「はぁ、はぁ、はぁ……ッ! クソ、あの試験官……一体どこまで走り続けりゃ気が済むんだよ……!」
背後から聞こえるレオリオの荒い呼吸と、呪詛のような愚痴が地下道に木霊していた。
サトツの先導によるマラソンが始まってから、すでに数時間が経過している。距離にして数十キロ。一般の陸上選手であればとっくに限界を迎えている領域であり、地下道のあちこちには、泡を吹いて倒れた大人の受験生たちが無残に転がっていた。
そんな地獄絵図のような状況の中で、集団の前方を走る少年の三人組――ゴン、キルア、アベルの足取りは、驚くほどに軽快だった。
「ねえ、アベルのその背中の棒、本当に重くないの?」
ゴンが純粋な好奇心に満ちた目を輝かせながら、隣を走るアベルに話しかけてきた。
「ん? ああ、これね。樫の木を削り出した物でさ。普通の木刀よりは三倍くらい重いけど、もう身体の一部みたいなもんだから、持って走るくらいはどうってことないよ」
アベルは涼しい顔で微笑みながら答えた。
実際には、修行時代からアベルの濃密なオーラを吸い込み続けたその棒は、鉄の塊並みの重量に変貌している。
しかし、念の基礎を叩き込んで肉体を鍛え上げているアベルにとって、その程度の重量は羽毛のように軽かった。

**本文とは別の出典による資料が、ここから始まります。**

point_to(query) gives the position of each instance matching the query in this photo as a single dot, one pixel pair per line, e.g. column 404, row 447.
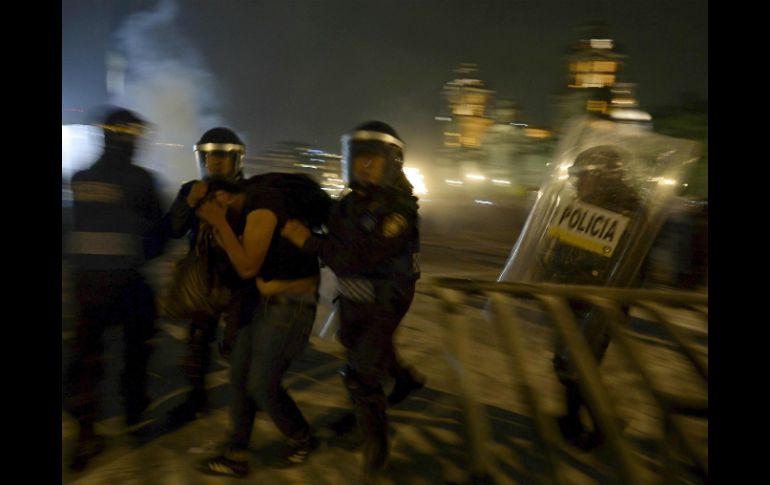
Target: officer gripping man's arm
column 372, row 246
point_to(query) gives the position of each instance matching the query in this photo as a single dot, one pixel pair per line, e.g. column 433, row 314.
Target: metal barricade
column 678, row 451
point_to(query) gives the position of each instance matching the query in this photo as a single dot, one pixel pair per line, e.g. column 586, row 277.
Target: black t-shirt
column 284, row 261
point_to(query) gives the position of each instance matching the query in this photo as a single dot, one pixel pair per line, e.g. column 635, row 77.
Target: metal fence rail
column 503, row 300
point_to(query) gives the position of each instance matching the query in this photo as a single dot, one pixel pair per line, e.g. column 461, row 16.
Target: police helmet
column 600, row 160
column 122, row 128
column 373, row 137
column 223, row 140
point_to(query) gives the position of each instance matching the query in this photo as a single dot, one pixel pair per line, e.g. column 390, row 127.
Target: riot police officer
column 219, row 155
column 373, row 248
column 117, row 227
column 602, row 198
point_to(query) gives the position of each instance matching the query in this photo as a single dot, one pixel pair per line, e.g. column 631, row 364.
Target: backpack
column 305, row 199
column 196, row 289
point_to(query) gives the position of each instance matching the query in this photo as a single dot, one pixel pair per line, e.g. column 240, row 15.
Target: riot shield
column 601, row 206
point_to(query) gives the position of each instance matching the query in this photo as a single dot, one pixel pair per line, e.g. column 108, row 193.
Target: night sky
column 308, row 70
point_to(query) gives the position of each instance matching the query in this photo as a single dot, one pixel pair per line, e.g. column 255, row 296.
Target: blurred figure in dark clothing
column 117, row 227
column 372, row 246
column 219, row 154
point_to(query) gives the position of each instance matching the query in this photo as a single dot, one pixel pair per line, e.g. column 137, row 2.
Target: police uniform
column 118, row 225
column 566, row 261
column 373, row 248
column 180, row 221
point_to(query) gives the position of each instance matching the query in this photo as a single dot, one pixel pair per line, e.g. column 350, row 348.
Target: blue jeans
column 263, row 352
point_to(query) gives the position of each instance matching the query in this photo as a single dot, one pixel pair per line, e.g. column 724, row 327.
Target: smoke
column 161, row 76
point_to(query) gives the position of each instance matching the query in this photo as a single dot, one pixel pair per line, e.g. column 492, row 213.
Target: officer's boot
column 407, row 381
column 196, row 366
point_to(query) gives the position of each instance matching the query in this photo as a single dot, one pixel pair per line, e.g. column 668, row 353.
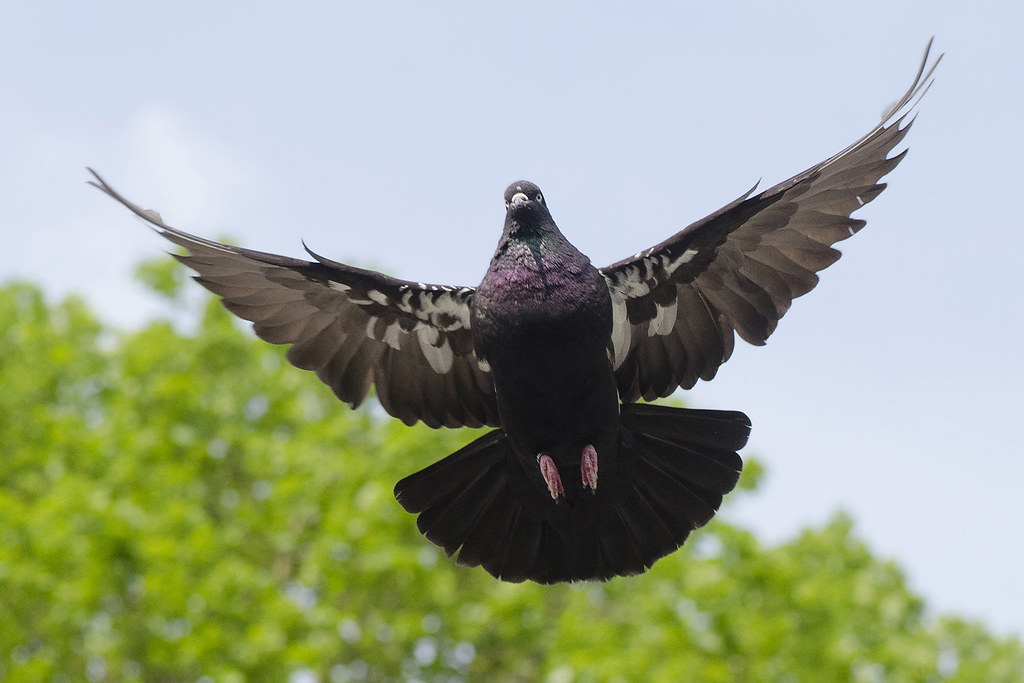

そのアベルの返答を聞いて、反対側を走るキルアが、フッと不敵な笑みを浮かべる。
「へえ、三倍ね。お前、やっぱり面白いわ。普通のガキなら、それ背負って一キロ走っただけで音を上げるぜ。……でもさ、そろそろこの退屈なジョギングにも飽きてこない?」
キルアが退屈そうにつま先で地面を蹴ったその時、三人のすぐ後ろから、落ち着いた、しかしどこか険性を孕んだ声がかけられた。
「三人とも、油断はいけない。試験官のペースは、少しずつだが確実に上がっている。脱落者の数が、さっきの倍以上に増えているんだ。体力を温存しておくに越したことはない」
声の主はクラピカだった。
額に汗を浮かべ、乱れた金髪を払いながらも、その鋭い碧眼はしっかりと前方の試験官を捉えている。隣で今にも死にそうなレオリオを気にかけつつ、同時に同世代の子供たちが無茶をしないよう、年長者としての義務感から忠告してくれたのだ。
アベルは心の中で(さすがクラピカ、視野が広いな)と感心しつつ、肩をすくめて見せた。
「心配ありがとう、クラピカ。でも大丈夫、これでもちゃんとペースは考えてるから」
「そうそう! むしろ身体が温まってきたくらいだよ!」
ゴンが無邪気に笑うと、クラピカは「やれやれ……」と呆れたように息を吐いたが、その表情には微かに柔らかい色が混じっていた。
そんなやり取りの最中、前方の暗闇の奥に、微かな光が見え始めていることに気づいた。地下道の出口――すなわち、第一次試験の第一関門の終わりが近づいているのだ。
「あ、光だ!」
ゴンが嬉しそうに声をあげる。
「よし! ゴン、アベル! どっちが先に地上に出られるか、競争しようぜ!」
キルアが制服のポケットに手を突っ込んだまま、ニヤリと笑った。
「乗った! 負けた方が飯を奢るってのはどう?」
アベルが原作知識を頭の片隅に浮かべながら、楽しそうに提案を上乗せする。
「いいねそれ! 最下位が二人分奢りね! いくよ、せーのっ!」
ゴンの合図と同時に、三人の少年は爆発的な加速を見せた。それまで大人のペースに合わせてセーブしていた脚力を一気に開放し、風を切って地下道の出口へと突っ込んでいく。
「なっ……!? おい、待ちたまえ三人とも! 競争などしている場合では――」
クラピカが慌てて制止の声をあげるが、少年たちの耳にはもう届かない。
「あ、おいお前らズルいぞ! 待てぇ!!」
遥か後方から聞こえるレオリオの絶叫を置き去りにして、アベル、ゴン、キルアの三人は、眩い太陽の光が降り注ぐ地上へと、ほぼ同時に飛び出したのだった。